The Fundamental Components for Establishing a Crop Enterprise

The Fundamental Components for Establishing a Crop EnterpriseNew Crop development is a process rather than just a selected crop.

There are three legs to the Trifecta for successful crop development: Growing the crop, processing the crop and marketing the crop.

If new crops are developed without consideration of all three issues, the venture is likely to fail.

There are a number of fundamental components for establishing a Crop Enterprise; these can be categorised as being of a capital nature, an input nature, yield components, and demand estimations.

The first fundamental component category is Capital:

  • Field Investigations: Knowledge of current farm plans, as well as comprehensive surveys of soils and climatic conditions on the property are required in order to establish possible cropping options.
  • Land: Suitability of topography, soils and access (i.e. transport) for potential cropping options must be taken into consideration.
  • Buildings: There must be suitable sheds for storage of the crop produce if required.
  • Stock: Seed stock (i.e. seedlings) will be required to initiate the crop.
  • Machinery: Tractors, ploughs, harvesters, irrigation equipment, etc will also be necessary for the installation of a crop enterprise. Sharing costs of some machinery is a method to decrease the initial costs of machinery (i.e. split costs between several farmers).
  • Processing: The crop produce will need to be processed (e.g. drying, oil extraction, winemaking, etc) either on the property or at a nearby processing plant.
  • Establishment: Fences, channels, drains, trellises, and banks will need to be established based on the required cropping option.
  • Processing: The crop produce will need to be processed (e.g. drying, oil extraction, winemaking, etc) either on the property or at a nearby processing plant.
  • Distribution: Packing facilities, bulk silos and transporters will be required to distribute the produce and this can also be completed on the property or at a nearby distribution plant.
  • Markets: There is a need to research i) established or ii) prospective markets for your produce and investigate the opportunities for your crop to succeed.
  • Permits, etc: Permits, licences and industry association memberships are required grow and sell your produce to various markets.
  • Working Capital: Finance (value of one season’s inputs) is required to initiate the crop enterprise

Input components for establishing a crop enterprise include:

  • Seed: Seedlings, rootstock or cuttings are required to establish the crop.
  • Irrigation/Water: Irrigation may be required for the crop.
  • Soil Preparation: Soils may need to be prepared for the new crop (i.e. tilling, stubble burning, etc).
  • Fertilisers: Soils and crops have specific fertiliser requirements which need to be fulfilled to ensure a successful crop (e.g. phosphates, urea, etc).
  • Chemicals: Herbicides and pesticides may be required (dependant upon the type of crop) to maintain a healthy and productive crop.
  • Crop Protection: Some crops may need protection against the elements (i.e. frosts). This includes items such as shade cloth, frost fans, trellises, etc.
  • Harvesting: requires time and labour inputs.
  • Maintenance: General maintenance of fences, banks and structures are required to ensure an efficient product.
  • Disposals: Unused products such as grapeskins, grain husks, etc need to be disposed of efficiently.
  • Permits, etc: Annual permits, licenses and industry levy renewals will be required to continue growing and selling the produce.
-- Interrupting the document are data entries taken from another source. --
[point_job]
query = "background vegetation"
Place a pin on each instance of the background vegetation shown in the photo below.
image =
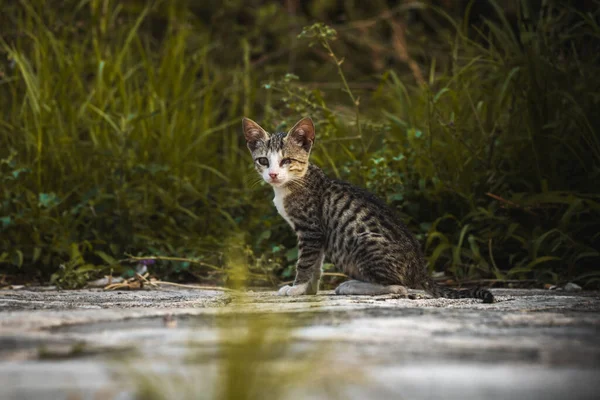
(120, 131)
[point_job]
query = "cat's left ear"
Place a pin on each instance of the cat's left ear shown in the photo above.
(303, 133)
(254, 134)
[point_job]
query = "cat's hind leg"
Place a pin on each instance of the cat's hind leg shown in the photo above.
(359, 288)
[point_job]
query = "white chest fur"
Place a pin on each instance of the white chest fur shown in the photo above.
(280, 194)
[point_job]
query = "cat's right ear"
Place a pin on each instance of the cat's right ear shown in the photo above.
(254, 134)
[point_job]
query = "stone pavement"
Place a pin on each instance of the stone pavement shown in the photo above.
(532, 344)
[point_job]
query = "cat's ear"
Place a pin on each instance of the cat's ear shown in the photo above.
(253, 133)
(303, 133)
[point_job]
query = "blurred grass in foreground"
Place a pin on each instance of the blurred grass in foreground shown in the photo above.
(117, 139)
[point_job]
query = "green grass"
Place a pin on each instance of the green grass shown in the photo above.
(120, 135)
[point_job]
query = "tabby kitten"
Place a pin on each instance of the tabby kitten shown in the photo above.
(354, 229)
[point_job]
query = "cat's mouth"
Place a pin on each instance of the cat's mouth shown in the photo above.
(275, 181)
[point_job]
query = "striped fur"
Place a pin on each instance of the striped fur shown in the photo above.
(335, 220)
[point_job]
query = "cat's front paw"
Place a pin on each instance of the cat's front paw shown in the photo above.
(296, 290)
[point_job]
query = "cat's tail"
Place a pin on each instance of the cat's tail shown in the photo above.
(474, 293)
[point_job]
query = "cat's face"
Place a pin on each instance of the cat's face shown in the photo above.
(280, 158)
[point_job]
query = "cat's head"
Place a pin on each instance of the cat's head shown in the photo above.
(280, 158)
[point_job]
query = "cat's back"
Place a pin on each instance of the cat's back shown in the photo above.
(351, 210)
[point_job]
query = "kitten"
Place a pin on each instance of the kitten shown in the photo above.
(355, 230)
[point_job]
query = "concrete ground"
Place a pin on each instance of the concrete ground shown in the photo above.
(186, 343)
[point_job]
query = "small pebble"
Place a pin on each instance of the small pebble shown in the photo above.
(572, 287)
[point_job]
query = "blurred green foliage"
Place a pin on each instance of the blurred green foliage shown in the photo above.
(120, 131)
The fundamental yield components are:

  • Primary Yield: The unit yield of the primary crop should be calculated to determine profitability.
  • By-Product Yield: The unit yield of each by-product should be calculated to determine profitability.
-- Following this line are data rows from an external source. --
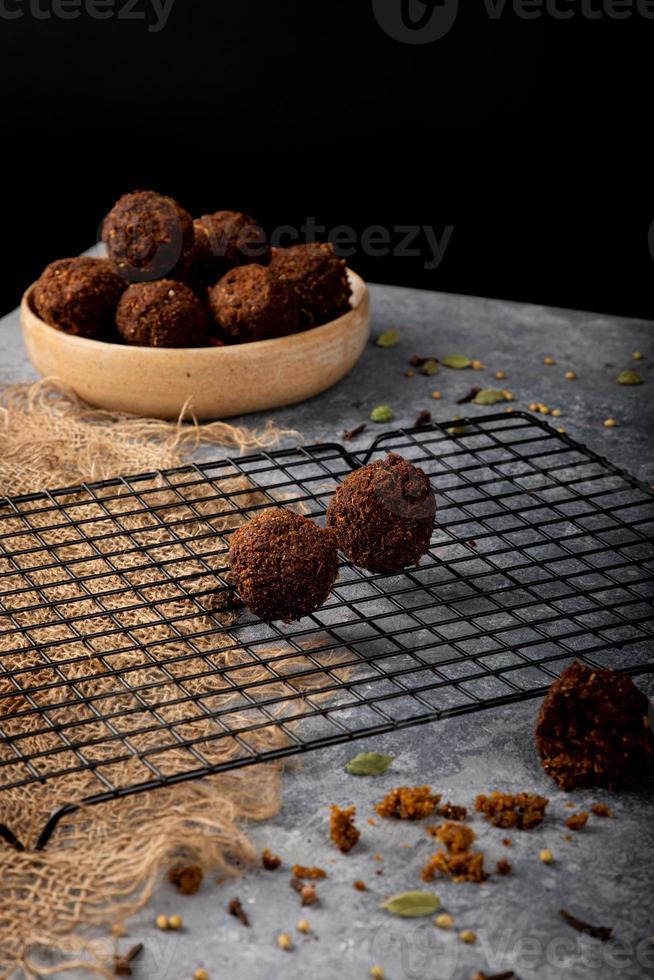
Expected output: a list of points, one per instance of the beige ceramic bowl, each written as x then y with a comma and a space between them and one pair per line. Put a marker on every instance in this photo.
221, 381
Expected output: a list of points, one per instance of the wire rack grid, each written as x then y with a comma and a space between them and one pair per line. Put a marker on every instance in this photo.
125, 666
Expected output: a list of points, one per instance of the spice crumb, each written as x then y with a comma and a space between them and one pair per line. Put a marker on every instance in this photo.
408, 803
342, 831
576, 821
269, 860
299, 871
186, 878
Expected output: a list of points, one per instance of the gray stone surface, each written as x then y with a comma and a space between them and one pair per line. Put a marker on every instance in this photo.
604, 874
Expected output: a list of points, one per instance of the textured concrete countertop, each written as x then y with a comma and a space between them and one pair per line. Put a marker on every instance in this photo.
604, 874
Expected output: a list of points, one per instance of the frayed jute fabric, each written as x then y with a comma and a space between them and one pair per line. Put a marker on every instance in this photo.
104, 861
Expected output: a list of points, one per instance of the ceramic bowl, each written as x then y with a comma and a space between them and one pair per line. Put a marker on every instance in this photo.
237, 379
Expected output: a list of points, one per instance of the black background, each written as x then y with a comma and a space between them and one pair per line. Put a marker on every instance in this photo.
532, 138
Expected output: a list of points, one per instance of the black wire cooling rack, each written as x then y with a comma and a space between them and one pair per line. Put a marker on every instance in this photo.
124, 666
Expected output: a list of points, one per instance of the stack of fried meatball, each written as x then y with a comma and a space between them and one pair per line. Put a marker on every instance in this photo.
172, 281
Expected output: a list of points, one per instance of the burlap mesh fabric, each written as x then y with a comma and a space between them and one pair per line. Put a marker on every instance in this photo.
104, 861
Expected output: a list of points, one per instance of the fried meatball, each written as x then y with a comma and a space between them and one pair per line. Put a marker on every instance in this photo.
225, 239
283, 565
249, 303
165, 313
79, 296
148, 236
593, 730
318, 276
383, 515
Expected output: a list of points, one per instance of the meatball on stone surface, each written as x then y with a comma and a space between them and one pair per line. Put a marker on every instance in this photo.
148, 236
592, 729
318, 276
79, 296
249, 303
383, 515
165, 313
283, 565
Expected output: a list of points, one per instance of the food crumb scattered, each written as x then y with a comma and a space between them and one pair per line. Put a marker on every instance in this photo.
186, 878
453, 812
521, 810
342, 831
576, 821
236, 909
269, 860
299, 871
408, 803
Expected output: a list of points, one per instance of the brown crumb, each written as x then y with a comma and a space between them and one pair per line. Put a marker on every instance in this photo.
299, 871
456, 837
521, 810
453, 812
122, 964
576, 821
269, 860
468, 866
187, 878
236, 909
342, 831
408, 803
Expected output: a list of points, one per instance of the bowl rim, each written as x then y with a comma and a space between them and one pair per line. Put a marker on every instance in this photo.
359, 297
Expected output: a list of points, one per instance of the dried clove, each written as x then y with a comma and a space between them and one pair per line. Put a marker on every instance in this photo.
603, 933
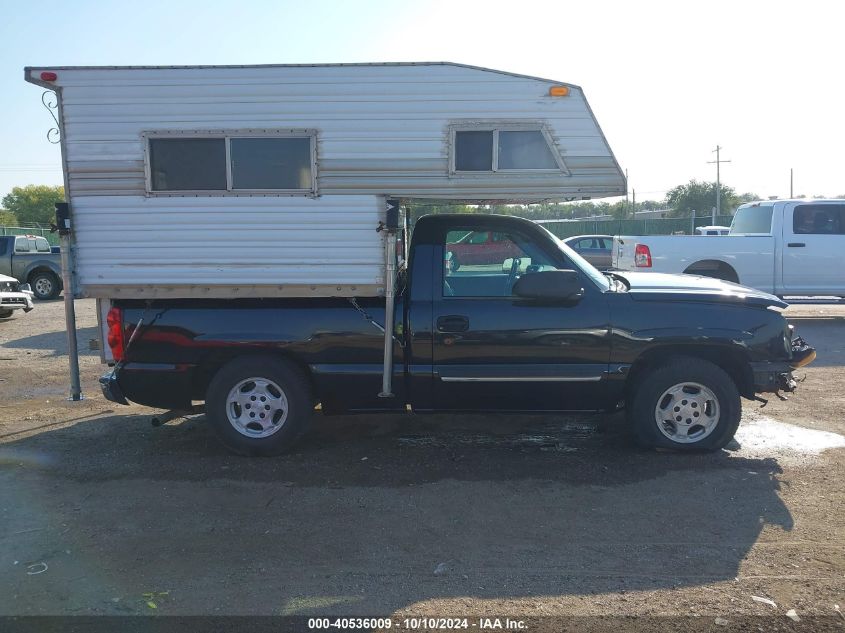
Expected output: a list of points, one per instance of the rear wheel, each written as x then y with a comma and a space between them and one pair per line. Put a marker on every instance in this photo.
259, 405
45, 285
685, 404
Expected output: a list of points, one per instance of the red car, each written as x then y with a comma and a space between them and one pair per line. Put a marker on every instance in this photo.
478, 248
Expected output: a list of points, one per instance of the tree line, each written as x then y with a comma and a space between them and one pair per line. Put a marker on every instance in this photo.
35, 204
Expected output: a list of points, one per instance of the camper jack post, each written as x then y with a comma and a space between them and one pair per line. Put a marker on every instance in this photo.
390, 227
64, 226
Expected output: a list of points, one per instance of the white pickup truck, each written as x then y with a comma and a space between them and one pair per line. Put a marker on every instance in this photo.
784, 247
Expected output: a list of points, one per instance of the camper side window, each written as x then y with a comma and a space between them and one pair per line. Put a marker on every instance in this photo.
232, 162
188, 164
503, 149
The fundamental demand estimations required are:

  • Demand Value: This is the unit farm-gate price, or the market price minus the cost of transport and handling.
  • Quantified Demand: The size of the accessible market needs to be determined to calculate the potential for the produce.
  • Price Elasticity: The impact (financial) of new supply on market prices.
  • Projected Demand: The market outlook for your crop and produce needs to be taken into account to verify projected profitability.